「お、手っ取り早そうな洞窟はっけーん」
「さーて、ダイヤ掘りに行きますか〜」
皆が足を進める中、1人だけ洞窟の入口に立ったまま唖然としている人物がいた。
「ん?シッマどしたん」
「な…、何も見えへん……」
一寸先はただ闇が広がっているだけだった。
裸眼だと、こう見えるんや…。
「仕方ないなぁ。ほい、松明係よろしく」
「おぅ…」
ぺい、と乱雑に投げ出された松明が揚々と光り輝いていた。
多分これ、普通に触ったら熱いよな…。
炎が触れないよう、そっと持ち上げ手に持つ。それはほんのり暖かく闇を退けてくれる。
「シッマ〜、置いてくでー。てか、シッマ居ないとオレら進めなーい」
「今行くでー」
いつもの手順で松明を手際よく置いていく。
いつもどんな風になってるんか気になってたけど、ホンマにそのまんまくっついてんのや。

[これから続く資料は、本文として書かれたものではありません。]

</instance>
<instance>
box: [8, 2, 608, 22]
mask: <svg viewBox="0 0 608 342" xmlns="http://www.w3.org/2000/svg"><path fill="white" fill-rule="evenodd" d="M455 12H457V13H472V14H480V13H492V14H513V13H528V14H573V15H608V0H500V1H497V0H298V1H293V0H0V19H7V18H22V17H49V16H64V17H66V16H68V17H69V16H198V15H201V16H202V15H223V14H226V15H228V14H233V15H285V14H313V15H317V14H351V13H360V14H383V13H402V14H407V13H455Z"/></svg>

1人で勝手に感心していると、何かがなびく音が後ろで聞こえた。
「え…?」
振り向くとそこには、まさしく『骨』が立っていた。
「うわあぁぁぁ!!」
盛大に声を上げ、一目散に来た道を戻る。
「ぶちょー、どうしました?」
「ショッピ君、スケさんいるっ!!」
「あー、はいはい」
さぞめんどくさそうに答えると手元から弓を取り出し、慣れた手つきでスケルトンを射抜いた。
「た、助かった…」
「はぐれないでくださいよ〜」
「わかった…」
スケルトン、リアルだった…。
未だバクバクと落ち着きを取り戻さない鼓動を抑え、呼吸を整える。
「…んぁ」
なんか光った気ぃする…。
「シッマ、松明切れたか?」
返事はない。
「…?」
不思議に思い振り向くと、そこには彼の姿はなかった。
「は?」
「トントンどしたん?」
「コネシマが居らへん…」
「えっ、また1人でどっか行ったんですか?」
「来た道戻ったら、松明あるんちゃいます?」
「せやな、一回戻るか」
チーノの言う通り、彼らが進んできた道の逆側に松明が伸びていた。おそらく、コネシマが通ったであろう場所。
「アイツ、勝手に…」
「急いで探しに行くか」
しかし、意気込んだのも束の間、黄色い頭がぴょこりとブロックの隙間から覗いた。一同が同時に肩をすくめたそのとき、
「っ!!、コネシマ後ろ!!」
「あ…?」
シャオロンが叫んだ。彼の背後に一体のゾンビが迫っていたのだ。武器を取り出す暇もなく、ソレがコネシマに覆いかぶさった。
「コネシマ!」
「シッマ!!」
「っ?!!」
皆が彼を助けるべく一斉に駆け出した。